Publié le 26 février 2026 à 08h35. L’ancien président vénézuélien Nicolás Maduro, détenu à Brooklyn, se retrouve dans une situation délicate : les sanctions américaines pourraient l’empêcher de financer sa défense, compromettant ainsi sa capacité à faire valoir ses droits devant la justice américaine.
L’accès de Nicolás Maduro à une représentation juridique adéquate est désormais menacé par des restrictions financières imposées par les États-Unis. Sa défense a alerté le juge Alvin Hellerstein, dans une lettre datée de ce mercredi, sur l’impossibilité de payer ses avocats en raison du blocage des fonds par les sanctions américaines.

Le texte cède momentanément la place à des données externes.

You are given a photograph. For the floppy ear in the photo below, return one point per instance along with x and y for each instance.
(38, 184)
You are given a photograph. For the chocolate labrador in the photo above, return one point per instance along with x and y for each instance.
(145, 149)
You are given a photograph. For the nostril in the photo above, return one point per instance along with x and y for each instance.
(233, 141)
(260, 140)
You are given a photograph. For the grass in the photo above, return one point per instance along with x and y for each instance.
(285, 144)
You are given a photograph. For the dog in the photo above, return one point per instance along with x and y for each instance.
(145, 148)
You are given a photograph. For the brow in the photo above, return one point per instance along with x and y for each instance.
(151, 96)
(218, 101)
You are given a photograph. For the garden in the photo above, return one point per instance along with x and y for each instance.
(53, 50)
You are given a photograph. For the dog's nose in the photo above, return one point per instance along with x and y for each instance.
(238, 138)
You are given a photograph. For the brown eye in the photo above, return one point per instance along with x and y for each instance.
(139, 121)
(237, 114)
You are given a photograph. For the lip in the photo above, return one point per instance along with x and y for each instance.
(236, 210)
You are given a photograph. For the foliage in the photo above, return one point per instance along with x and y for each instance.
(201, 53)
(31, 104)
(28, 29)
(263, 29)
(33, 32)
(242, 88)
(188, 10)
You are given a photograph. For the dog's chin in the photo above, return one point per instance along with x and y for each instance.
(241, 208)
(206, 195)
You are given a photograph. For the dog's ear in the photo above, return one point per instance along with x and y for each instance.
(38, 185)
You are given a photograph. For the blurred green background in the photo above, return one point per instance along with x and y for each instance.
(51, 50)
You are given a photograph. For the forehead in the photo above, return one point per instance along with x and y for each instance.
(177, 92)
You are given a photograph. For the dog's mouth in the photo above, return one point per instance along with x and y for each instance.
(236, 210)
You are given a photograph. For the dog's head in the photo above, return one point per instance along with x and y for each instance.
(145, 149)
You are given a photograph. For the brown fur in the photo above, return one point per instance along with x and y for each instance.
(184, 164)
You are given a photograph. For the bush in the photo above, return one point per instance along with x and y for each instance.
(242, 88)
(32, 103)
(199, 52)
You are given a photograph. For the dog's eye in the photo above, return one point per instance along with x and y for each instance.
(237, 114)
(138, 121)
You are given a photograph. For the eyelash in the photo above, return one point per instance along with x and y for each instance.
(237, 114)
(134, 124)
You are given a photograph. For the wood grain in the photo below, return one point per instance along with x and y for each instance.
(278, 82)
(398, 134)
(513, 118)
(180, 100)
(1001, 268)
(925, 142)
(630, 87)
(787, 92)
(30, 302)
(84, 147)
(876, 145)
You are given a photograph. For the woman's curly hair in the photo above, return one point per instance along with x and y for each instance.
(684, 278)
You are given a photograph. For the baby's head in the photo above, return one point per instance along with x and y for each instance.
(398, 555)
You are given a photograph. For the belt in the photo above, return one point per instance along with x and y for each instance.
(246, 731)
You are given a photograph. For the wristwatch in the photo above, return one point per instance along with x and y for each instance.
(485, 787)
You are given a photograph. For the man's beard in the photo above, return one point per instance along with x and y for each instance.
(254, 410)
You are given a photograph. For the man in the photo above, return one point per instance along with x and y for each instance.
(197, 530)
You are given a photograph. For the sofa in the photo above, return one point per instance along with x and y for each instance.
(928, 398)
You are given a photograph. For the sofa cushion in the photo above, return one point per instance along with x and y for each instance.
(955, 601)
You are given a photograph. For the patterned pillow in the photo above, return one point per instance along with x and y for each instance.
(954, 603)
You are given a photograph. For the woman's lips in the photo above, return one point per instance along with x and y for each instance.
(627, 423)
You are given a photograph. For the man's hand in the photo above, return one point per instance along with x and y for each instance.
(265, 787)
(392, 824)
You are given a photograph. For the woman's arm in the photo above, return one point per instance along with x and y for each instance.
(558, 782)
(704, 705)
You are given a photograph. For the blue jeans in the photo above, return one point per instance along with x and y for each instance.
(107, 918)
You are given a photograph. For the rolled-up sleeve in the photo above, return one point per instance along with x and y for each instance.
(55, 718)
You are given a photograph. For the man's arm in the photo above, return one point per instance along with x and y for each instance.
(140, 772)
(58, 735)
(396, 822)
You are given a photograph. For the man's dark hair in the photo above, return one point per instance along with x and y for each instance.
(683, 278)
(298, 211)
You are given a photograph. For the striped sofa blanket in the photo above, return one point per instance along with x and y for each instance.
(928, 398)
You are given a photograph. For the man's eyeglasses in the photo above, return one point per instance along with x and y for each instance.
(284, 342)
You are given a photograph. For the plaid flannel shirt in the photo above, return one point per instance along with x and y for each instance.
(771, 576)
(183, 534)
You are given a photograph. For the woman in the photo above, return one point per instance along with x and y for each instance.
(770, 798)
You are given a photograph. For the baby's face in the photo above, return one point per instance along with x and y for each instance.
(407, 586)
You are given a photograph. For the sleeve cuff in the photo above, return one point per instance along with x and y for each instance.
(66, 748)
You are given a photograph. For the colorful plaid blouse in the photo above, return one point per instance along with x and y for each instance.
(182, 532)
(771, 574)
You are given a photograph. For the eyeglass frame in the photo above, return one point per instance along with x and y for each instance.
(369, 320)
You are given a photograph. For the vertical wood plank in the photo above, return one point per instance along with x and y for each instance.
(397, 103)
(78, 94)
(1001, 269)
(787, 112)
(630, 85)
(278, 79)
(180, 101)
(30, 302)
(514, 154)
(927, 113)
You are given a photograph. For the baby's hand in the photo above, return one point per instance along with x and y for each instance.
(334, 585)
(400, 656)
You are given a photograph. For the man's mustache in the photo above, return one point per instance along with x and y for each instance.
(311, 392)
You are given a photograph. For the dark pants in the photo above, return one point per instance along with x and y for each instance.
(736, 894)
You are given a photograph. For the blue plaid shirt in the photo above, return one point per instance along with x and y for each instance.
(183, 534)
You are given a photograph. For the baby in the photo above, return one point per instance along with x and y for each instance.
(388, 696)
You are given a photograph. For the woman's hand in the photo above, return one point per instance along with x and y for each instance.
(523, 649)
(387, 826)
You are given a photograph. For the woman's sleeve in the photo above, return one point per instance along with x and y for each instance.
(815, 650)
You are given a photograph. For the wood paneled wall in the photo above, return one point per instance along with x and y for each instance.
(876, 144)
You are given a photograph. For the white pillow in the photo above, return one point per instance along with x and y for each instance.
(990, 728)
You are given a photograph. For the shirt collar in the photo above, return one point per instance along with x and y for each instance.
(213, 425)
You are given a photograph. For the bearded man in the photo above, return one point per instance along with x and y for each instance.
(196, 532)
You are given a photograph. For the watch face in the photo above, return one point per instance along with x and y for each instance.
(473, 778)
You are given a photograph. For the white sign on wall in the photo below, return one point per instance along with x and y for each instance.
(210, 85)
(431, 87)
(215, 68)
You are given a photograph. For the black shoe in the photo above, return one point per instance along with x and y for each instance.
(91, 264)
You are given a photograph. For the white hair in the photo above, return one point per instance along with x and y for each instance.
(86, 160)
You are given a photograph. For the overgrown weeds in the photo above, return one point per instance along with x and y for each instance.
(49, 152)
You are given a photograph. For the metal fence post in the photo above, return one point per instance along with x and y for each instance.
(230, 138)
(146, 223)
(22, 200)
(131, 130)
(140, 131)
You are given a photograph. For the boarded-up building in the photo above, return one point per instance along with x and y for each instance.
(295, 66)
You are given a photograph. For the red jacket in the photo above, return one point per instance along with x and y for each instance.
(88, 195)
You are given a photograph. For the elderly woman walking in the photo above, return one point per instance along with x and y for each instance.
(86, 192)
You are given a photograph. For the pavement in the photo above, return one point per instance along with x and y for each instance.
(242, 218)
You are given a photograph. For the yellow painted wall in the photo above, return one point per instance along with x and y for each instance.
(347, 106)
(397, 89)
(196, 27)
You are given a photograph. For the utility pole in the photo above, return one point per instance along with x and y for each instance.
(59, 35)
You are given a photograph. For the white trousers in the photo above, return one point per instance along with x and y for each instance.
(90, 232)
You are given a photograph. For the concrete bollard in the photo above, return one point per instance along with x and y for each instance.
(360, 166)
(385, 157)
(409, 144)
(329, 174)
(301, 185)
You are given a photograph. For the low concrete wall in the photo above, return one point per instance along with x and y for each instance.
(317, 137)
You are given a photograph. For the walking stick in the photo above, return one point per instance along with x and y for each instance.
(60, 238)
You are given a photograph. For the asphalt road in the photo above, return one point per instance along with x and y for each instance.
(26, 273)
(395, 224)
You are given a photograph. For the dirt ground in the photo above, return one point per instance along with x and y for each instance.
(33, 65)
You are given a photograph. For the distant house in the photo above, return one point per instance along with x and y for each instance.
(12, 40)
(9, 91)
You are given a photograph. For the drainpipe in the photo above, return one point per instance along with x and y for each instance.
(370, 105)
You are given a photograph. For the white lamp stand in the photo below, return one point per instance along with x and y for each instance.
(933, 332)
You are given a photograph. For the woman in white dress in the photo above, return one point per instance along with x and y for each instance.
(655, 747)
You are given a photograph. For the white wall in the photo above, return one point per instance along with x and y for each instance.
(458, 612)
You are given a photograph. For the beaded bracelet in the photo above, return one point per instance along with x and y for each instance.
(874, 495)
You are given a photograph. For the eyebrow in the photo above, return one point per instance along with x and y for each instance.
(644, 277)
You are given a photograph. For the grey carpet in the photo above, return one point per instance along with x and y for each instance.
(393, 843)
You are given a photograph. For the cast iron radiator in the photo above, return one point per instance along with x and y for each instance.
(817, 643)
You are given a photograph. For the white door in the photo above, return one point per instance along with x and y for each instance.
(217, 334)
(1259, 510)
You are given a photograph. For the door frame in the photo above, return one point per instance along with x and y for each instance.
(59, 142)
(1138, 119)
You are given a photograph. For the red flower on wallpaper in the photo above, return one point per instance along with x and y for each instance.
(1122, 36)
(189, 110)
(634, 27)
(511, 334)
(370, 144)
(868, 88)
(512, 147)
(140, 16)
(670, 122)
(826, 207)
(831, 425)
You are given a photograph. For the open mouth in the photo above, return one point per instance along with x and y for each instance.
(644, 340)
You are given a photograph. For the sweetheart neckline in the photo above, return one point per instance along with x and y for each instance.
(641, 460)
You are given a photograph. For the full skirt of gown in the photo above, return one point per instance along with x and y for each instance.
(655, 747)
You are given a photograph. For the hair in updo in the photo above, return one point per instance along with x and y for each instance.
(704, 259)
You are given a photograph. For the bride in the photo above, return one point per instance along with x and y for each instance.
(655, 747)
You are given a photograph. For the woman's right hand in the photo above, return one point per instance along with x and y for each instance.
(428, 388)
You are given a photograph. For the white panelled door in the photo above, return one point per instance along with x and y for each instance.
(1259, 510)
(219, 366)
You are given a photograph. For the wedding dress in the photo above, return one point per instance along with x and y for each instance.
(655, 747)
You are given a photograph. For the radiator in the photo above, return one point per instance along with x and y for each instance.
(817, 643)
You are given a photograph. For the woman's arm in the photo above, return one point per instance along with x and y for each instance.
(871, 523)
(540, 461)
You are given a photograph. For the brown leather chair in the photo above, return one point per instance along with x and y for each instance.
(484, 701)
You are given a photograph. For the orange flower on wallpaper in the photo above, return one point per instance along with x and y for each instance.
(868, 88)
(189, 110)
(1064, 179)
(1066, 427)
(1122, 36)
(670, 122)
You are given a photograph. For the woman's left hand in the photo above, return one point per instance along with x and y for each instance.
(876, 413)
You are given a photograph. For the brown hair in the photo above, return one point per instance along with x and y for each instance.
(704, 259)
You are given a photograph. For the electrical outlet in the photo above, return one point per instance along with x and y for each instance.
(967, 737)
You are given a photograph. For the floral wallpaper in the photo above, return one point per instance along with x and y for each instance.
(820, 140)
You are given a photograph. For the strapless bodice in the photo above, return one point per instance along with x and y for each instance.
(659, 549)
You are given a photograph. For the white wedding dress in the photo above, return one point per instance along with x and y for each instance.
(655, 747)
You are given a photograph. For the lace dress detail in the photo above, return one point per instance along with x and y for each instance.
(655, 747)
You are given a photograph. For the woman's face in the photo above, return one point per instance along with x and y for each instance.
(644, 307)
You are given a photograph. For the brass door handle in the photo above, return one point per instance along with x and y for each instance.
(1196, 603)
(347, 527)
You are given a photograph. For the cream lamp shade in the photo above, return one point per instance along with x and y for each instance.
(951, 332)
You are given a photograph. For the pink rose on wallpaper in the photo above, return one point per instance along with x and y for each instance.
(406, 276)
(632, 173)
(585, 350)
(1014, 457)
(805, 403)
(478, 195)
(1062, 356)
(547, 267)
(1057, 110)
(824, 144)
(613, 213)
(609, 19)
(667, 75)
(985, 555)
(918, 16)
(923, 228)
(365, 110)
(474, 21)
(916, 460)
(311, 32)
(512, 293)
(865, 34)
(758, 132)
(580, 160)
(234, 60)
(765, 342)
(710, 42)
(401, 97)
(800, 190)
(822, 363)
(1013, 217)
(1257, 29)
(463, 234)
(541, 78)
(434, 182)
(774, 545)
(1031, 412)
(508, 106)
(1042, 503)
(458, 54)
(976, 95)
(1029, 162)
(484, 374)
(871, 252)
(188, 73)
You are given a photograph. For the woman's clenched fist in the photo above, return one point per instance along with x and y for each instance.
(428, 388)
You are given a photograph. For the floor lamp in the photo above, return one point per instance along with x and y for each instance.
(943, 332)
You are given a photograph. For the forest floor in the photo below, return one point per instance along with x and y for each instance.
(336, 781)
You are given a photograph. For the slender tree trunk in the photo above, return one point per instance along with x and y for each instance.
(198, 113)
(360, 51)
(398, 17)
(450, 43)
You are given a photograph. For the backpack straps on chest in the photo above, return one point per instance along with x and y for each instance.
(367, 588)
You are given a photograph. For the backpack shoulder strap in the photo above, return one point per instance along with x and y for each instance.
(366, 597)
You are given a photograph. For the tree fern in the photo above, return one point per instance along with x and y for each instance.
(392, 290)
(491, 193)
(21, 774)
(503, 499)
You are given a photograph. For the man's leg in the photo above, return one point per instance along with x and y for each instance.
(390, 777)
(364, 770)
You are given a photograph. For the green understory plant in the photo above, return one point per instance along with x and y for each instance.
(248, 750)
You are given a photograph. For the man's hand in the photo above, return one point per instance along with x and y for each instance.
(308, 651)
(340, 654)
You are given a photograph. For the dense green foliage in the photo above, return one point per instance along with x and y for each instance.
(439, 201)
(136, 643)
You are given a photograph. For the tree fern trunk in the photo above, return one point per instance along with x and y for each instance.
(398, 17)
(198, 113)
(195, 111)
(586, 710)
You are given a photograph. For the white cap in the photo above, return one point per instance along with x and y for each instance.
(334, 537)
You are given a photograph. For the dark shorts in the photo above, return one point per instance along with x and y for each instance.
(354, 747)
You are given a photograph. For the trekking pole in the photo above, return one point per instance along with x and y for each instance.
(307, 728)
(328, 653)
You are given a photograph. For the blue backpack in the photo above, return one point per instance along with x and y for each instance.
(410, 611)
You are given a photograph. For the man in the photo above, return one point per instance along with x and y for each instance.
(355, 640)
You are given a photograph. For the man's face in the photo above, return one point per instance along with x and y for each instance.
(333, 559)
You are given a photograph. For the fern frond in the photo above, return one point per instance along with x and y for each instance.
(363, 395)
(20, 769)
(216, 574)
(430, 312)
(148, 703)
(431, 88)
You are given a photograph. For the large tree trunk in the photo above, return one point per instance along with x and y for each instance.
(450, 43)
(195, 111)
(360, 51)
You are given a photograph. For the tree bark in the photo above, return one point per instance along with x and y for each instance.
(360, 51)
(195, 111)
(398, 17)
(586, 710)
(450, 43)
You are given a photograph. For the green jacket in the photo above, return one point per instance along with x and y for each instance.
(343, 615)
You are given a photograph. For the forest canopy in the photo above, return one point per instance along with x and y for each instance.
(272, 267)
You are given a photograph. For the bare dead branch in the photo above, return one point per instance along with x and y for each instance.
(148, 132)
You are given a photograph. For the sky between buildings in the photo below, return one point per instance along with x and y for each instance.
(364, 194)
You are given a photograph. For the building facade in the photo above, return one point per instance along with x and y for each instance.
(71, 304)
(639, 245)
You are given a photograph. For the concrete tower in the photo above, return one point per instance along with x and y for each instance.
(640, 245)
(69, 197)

Maduro est actuellement détenu au centre de détention métropolitain de Brooklyn, en attendant son procès à New York. Il dépend entièrement de son équipe juridique pour préparer une défense dans cette affaire complexe, à la fois judiciaire et politique. Le gouvernement du Venezuela et Maduro lui-même sont soumis à des sanctions du Département du Trésor américain, ce qui nécessite une autorisation spéciale pour tout transfert de fonds.
Les avocats de Maduro ont sollicité cette autorisation début janvier afin de pouvoir le représenter et d’accepter les paiements de l’État vénézuélien, qui s’engage à prendre en charge les frais de défense du président et de sa femme, Cilia Flores. Une licence a été accordée le 9 janvier, mais, selon la lettre de la défense, elle a été modifiée moins de trois heures plus tard, sans explication, spécifiquement dans le cas de Maduro.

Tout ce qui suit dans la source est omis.